I think it may be worth listening to Dan on this one.
Appended patch to Storable implements an option to count the size of the seen hashes. (There seem to be two, one for objects, one for classes) It's disabled by default - compile Storable with -DDEBUGME or change the #if 0 at line 23 of Storable.xs to enable. You'll also need Devel::Size installed.
Taking a relatively complex structure, such as the POSIX exports:
$ /usr/local/bin/perl5.8.0 -Mblib -MStorable -MPOSIX -MDevel::Size -le 'package POSIX; foreach ([EMAIL PROTECTED], [EMAIL PROTECTED], \%EXPORT_TAGS) { print Devel::Size::total_size $_; print length Storable::freeze $_; print $Storable::SEENSIZE; print ""}'
reformatted, this give:
size in memory size frozen seen hash size @EXPORT 22680 5477 19068 @EXPORT_OK 1943 422 1864 %EXPORT_TAGS 23686 5963 20472
Not very surprised by this result at all.

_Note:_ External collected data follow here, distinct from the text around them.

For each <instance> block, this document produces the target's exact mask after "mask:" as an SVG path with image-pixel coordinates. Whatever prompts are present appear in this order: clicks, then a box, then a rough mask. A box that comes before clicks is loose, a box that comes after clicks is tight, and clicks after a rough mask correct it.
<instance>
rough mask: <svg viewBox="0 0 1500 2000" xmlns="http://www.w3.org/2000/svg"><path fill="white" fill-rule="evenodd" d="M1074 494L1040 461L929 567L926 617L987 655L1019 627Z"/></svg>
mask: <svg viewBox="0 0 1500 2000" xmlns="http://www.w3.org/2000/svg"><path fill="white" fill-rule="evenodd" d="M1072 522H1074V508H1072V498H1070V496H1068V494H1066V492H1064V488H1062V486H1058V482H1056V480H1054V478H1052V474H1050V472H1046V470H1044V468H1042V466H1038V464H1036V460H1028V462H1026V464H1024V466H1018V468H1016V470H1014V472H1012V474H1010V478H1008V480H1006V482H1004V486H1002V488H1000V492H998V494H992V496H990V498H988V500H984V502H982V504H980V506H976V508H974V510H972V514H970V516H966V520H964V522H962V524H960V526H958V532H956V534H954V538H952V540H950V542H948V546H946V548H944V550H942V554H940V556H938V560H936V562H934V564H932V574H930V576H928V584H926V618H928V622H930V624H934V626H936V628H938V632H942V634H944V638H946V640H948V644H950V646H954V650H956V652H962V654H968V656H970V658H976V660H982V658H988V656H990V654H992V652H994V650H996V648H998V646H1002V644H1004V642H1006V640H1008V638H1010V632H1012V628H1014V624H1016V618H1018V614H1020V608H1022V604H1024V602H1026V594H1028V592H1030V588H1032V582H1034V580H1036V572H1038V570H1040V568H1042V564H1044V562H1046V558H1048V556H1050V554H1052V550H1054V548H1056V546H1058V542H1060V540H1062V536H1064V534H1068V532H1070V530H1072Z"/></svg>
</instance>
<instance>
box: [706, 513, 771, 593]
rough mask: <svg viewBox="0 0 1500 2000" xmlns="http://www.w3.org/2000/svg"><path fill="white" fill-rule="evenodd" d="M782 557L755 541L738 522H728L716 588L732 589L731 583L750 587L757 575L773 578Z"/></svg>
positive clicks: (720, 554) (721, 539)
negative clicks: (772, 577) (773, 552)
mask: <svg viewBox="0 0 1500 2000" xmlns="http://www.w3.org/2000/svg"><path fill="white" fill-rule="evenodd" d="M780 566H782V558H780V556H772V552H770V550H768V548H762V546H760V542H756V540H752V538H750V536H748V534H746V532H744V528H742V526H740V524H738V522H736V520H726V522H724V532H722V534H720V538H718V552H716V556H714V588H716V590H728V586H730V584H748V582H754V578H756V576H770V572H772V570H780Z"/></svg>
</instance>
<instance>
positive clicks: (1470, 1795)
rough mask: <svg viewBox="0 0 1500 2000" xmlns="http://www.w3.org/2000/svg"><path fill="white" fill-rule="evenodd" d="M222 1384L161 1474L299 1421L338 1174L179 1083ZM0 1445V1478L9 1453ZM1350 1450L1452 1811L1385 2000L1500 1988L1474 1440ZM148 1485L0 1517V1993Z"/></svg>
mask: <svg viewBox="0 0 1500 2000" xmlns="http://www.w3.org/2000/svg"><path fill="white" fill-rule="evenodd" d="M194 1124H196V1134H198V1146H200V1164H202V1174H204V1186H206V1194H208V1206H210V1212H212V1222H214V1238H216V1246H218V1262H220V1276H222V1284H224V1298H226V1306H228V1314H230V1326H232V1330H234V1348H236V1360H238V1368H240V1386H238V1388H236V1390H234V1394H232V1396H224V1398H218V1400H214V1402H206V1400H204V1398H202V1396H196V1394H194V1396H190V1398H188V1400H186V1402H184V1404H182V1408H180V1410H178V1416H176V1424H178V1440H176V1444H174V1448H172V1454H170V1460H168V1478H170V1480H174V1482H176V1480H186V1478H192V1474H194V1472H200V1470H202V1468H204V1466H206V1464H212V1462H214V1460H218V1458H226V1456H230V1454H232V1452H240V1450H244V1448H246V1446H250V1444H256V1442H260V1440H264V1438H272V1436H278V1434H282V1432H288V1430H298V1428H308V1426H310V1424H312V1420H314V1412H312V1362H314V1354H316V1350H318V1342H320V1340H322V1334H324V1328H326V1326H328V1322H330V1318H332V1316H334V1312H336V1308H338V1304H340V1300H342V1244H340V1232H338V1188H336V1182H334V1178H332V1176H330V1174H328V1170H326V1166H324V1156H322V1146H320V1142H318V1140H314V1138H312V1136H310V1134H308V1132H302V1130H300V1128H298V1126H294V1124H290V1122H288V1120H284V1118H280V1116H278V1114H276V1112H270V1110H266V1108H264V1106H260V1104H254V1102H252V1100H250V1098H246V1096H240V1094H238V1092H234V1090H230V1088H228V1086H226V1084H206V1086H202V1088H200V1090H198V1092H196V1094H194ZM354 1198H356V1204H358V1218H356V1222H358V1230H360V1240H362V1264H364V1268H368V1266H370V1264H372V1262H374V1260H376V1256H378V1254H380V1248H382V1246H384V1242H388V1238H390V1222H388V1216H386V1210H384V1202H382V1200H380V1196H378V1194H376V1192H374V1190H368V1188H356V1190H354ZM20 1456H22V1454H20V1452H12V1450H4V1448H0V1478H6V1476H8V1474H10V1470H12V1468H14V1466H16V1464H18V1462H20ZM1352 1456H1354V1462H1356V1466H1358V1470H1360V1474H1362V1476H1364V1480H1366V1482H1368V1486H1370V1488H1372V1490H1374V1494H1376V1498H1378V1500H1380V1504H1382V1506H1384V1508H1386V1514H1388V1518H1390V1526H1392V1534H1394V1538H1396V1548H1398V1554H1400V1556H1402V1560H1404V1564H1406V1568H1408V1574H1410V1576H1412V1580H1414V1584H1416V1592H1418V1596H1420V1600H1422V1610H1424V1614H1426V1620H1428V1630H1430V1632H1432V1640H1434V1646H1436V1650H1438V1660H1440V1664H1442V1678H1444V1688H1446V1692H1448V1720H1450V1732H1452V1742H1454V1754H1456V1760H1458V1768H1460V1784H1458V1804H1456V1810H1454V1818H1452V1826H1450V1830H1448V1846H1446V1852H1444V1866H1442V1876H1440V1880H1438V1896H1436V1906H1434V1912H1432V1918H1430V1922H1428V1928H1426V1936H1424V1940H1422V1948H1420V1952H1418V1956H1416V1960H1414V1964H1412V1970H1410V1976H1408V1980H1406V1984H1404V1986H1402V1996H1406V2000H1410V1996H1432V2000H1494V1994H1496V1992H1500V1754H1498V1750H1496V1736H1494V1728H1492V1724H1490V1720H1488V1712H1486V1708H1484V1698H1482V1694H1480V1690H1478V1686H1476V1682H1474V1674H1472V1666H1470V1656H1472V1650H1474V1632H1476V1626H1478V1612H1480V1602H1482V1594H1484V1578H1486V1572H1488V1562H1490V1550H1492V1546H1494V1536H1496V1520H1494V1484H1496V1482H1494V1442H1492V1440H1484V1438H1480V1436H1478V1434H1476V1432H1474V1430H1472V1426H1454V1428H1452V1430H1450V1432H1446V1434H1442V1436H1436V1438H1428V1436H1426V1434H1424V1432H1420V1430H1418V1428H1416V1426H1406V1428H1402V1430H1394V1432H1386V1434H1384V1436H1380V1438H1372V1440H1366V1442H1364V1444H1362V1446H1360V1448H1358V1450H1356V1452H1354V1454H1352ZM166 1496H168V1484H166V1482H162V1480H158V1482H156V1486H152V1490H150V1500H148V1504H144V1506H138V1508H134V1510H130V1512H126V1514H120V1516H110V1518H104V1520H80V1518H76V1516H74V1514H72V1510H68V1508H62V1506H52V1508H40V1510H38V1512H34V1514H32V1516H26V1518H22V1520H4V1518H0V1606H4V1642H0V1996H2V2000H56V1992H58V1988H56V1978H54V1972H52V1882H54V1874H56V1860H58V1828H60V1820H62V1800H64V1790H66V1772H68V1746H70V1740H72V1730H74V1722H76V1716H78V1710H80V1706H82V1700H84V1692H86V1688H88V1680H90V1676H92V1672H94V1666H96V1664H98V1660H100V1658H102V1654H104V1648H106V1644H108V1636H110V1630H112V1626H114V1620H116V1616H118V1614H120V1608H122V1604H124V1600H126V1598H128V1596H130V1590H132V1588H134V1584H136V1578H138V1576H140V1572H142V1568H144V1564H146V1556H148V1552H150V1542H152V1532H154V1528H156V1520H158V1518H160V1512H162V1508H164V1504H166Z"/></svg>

Hash table entries are going to be roughly comparable in size to the original object graph, since so many objects in Perl are really quite tiny. The issues with the alternatives are stunningly painful, though. They've been hashed out already, though. I'm less concerned by transient memory consumption than by the sabotage of threading.
Perhaps it would make sense to use a specialized data structure if memory consumption is really at the top of anybody's list of concerns. Remember the hash tables without linked lists chained off of them from undergrad CS? They're much more compact (literally a single table in memory), and most of their flukes are avoidable when entries can't be removed.